A fonte de recursos para o FNDCT é variada, vai desde os royalties do petróleo
a empréstimos, rendimentos de aplicações e doações. O destino deles, que é
gerido pela FINEP, também é variado. Os projetos vão do setor aeroespacial à
saúde, passando por infraestrutura e energia nuclear.
Pois
bem, em preços de 2020, o FNDCT saiu de um orçamento anual de R$ 697 milhões,
em 2000, para R$ 4,9 bi em 2020. Nos anos de 2008 e 2013 os valores passaram de
R$ 5 bi. Naturalmente, estas são cifras aparentemente significativas, não
fossem os valores efetivamente pagos em cada ano. Entre 2000 e 2020, o valor máximo
pago ocorreu em 2010, quando foram desembolsados apenas R$ 2,7 bi (estava
previsto um gasto de R$ 4,8 bi). Em 2014 tivemos o último ano com gastos acima
dos R$ 2 bilhões. De lá pra cá, foi ladeira abaixo. Nos últimos cinco anos,
entre 2016 e 2020, o valor total pago foi de apenas R$ 4 bi. Por sua vez, a
dotação inicial previa um gasto total de R$ 19,3 bi.
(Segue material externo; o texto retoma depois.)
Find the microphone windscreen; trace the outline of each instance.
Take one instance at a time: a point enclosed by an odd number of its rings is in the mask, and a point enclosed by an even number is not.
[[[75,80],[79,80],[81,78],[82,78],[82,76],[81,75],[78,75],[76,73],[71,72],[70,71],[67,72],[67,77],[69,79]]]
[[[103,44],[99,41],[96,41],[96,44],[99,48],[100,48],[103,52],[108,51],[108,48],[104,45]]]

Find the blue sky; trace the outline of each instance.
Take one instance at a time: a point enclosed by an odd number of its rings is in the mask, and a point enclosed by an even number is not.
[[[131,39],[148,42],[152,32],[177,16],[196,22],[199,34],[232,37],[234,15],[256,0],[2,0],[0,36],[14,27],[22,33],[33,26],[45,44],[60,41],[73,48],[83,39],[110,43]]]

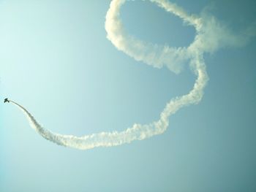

O valor corresponde a
pouco mais de 20% do previsto em lei. Desta diferença de R$ 15,3 bi, nada mais
nada menos do que R$ 13,9 bi foram desviados para as “Reservas de
Contingência”.
As
Reservas de Contingência, oriundas de um decreto também dos anos 1960,
correspondem a dotações que servem para ampliar os créditos não previstos no
orçamento aprovado em lei. Ou seja, é dinheiro que sai de um canto e pode ser
gasto em outro. De uma forma geral, tem servido para o governo fazer superávit
ou para reduzir o déficit primário. Entre 2003 e 2020, foram R$ 27,6 bilhões
desviados do FNDCT por esta via.
A
conta da irresponsabilidade diplomática veio cedo. A China e a Índia estão
fazendo jogo duro para “revidar” o que o Brasil tem feito desde 2019. A
situação é tão crítica que Michel Temer foi até ressuscitado para resolver a
parada.
Mas isso é apenas a ponta do iceberg. A conta da irresponsabilidade das políticas econômicas neoliberais demorou, mas chegou. O Brasil paga pela escolha de um projeto que só aumentou nosso atraso e nossa dependência. E há quem defenda isso!
[i] Professor
do Departamento de Economia da UFPB e Coordenador do PROGEB – Projeto
Globalização e Crise na Economia Brasileira. (www.progeb.blogspot.com; lucasmilanez@hotmail.com).
Colaboraram os pesquisadores: Ingrid Trindade, Guilherme de Paula, Monik H.
Pinto e Daniella Alves.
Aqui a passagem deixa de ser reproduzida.